She ended up a prom queen, but Tina Cohen-Chang of “Glee” certainly didn’t start out that way. An original member of McKinley High School’s glee club, Tina, played by Jenna Ushkowitz, was first introduced as a mall goth with a love for arm warmers and a fake speech impediment. Her goth wardrobe is so prominent that in one episode, the principal even bans Tina’s dark attire because he fears she’s a wannabe vampire.
2009
Revenge of the Eurogoth
“Do you doubt what’s in the reports that have followed me around all my life? What do they say, if you had to sum it up? They say I’m insane.”
Lisbeth Salander, the no-nonsense antiheroine of Stieg Larsson’s Millennium Trilogy, is an asocial computer hacker and assault survivor who serves as a kind of vengeful reaper for men who abuse women.
While each adaptation of Lisbeth’s character shares the same underground goth look, each of the three actresses who’ve embodied her gives her own variation on it: Noomi Rapace’s Lisbeth pulls off a more hardened heavy-metal vibe, with dramatic sweeping bangs in the Swedish version of “The Girl With the Dragon Tattoo.” Rooney Mara’s is a wispy uber-chic punk with shaved eyebrows, geometric haircuts and a vast collection of piercings in the American version from two years later, far-flung from Claire Foy’s comparatively clean-cut and conservative Lisbeth in “The Girl in the Spider’s Web” (2018).
2017
Dark Humor
“I would like my body dragged out to a dimly lit field by jackals and left there to rot.”

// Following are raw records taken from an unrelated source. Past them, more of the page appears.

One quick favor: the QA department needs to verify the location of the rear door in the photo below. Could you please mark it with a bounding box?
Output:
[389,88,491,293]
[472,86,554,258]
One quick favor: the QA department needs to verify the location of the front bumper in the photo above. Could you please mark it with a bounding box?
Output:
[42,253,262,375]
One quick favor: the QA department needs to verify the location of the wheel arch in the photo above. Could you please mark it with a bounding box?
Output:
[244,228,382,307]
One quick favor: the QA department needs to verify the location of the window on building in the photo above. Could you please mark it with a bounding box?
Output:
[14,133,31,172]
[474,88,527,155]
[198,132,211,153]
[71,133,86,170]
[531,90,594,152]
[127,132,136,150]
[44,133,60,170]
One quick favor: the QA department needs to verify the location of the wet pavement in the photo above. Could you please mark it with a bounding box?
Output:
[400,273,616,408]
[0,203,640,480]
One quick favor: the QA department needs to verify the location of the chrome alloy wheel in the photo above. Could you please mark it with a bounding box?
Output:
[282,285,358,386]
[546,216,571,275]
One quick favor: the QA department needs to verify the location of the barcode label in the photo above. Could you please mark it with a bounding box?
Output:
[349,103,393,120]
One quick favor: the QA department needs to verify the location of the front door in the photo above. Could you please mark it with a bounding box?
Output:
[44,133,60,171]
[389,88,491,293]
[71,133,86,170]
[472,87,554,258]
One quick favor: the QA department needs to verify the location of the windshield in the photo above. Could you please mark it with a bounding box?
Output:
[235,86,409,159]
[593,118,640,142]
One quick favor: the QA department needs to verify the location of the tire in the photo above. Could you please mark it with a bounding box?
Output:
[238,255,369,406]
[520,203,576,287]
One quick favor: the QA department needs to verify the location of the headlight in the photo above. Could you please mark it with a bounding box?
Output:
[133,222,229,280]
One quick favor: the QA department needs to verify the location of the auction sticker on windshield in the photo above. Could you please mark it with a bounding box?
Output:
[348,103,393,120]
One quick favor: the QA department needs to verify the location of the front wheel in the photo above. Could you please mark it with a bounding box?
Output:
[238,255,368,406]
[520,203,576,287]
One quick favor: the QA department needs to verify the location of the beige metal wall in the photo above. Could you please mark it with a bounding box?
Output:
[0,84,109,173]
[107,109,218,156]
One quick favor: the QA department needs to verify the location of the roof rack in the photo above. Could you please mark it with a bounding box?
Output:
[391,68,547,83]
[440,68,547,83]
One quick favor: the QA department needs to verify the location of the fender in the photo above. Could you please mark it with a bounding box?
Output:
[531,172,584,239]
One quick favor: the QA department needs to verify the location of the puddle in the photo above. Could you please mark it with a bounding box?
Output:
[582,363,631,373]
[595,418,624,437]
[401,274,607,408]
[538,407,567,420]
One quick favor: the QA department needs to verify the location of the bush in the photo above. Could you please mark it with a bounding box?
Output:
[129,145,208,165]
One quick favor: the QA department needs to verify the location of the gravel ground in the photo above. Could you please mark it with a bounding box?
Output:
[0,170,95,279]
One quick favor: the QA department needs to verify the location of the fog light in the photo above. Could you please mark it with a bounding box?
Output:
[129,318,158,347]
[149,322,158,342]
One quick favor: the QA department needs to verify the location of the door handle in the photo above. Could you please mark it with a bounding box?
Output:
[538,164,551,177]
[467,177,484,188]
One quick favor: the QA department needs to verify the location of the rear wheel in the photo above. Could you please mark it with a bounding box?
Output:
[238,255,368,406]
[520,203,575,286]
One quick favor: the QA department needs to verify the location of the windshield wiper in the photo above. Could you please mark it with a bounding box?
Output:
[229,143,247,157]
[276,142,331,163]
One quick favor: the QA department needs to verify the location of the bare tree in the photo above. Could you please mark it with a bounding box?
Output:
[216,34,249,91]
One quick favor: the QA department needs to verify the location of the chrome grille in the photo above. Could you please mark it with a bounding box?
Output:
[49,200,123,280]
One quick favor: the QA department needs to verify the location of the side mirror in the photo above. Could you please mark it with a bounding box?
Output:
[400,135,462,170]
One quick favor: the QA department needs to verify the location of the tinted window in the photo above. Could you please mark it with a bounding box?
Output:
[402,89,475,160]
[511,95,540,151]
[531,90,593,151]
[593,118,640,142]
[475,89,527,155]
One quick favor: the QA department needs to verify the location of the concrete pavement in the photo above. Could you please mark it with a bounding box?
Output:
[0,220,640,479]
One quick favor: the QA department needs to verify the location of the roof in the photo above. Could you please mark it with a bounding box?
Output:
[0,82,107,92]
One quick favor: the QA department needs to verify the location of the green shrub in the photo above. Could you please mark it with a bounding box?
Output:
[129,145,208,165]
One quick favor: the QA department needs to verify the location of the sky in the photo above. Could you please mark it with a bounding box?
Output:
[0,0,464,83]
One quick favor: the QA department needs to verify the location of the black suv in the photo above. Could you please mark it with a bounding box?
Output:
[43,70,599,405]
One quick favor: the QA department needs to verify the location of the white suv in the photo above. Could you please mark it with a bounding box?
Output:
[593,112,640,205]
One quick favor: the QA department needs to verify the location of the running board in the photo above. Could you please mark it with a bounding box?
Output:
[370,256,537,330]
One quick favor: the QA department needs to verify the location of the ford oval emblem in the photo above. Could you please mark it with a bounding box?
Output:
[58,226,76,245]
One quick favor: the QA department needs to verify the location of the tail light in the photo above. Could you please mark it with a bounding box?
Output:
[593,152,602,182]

Goths are just like us! Kind of. Mundane-meets-macabre is the joke behind the goth skits in “Portlandia,” where a performatively gothic couple played by Fred Armisen and Carrie Brownstein gets on with normal daily tasks, like shopping or renting a car, but with unusual twists. Jacqueline loves midnight, hearses, lace gloves, her collection of tears from a Scottish deerhound and her pet bat, Bella. She does not, however, love the dust left from the disintegrating animal skeletons in their apartment — and unfortunately, as she finds out, her witches’ brooms are really just ornamental.
2022
Scream Queen Becomes Goth Queen
“If you hear me screaming bloody murder, there’s a good chance I’m just enjoying myself.”
Jenna Ortega was christened with the name “scream queen” after appearing as the character Tara Carpenter in the 2022 and 2023 “Scream” movie sequels, along with roles in horror-thrillers like “X” and “American Carnage.”
She soon became most associated with the titular role in the much-loved Netflix series “Wednesday,” where a teenage Wednesday Addams enrolls in the eldritch Nevermore Academy and solves mysteries while dealing with adolescent dramas. Ortega’s deadpan rivals Ricci’s in the role, with Ortega’s rendering of Wednesday updated with some contemporary flair. Wednesday’s famous dance scene in the series — choreographed by Ortega, and inspired by actual goth dance moves — in a Victorian black dress provoked an endless flurry of internet memes and impersonators. Now Ortega adds another entry into goth girl history with her role as Astrid Deetz in “Beetlejuice Beetlejuice.”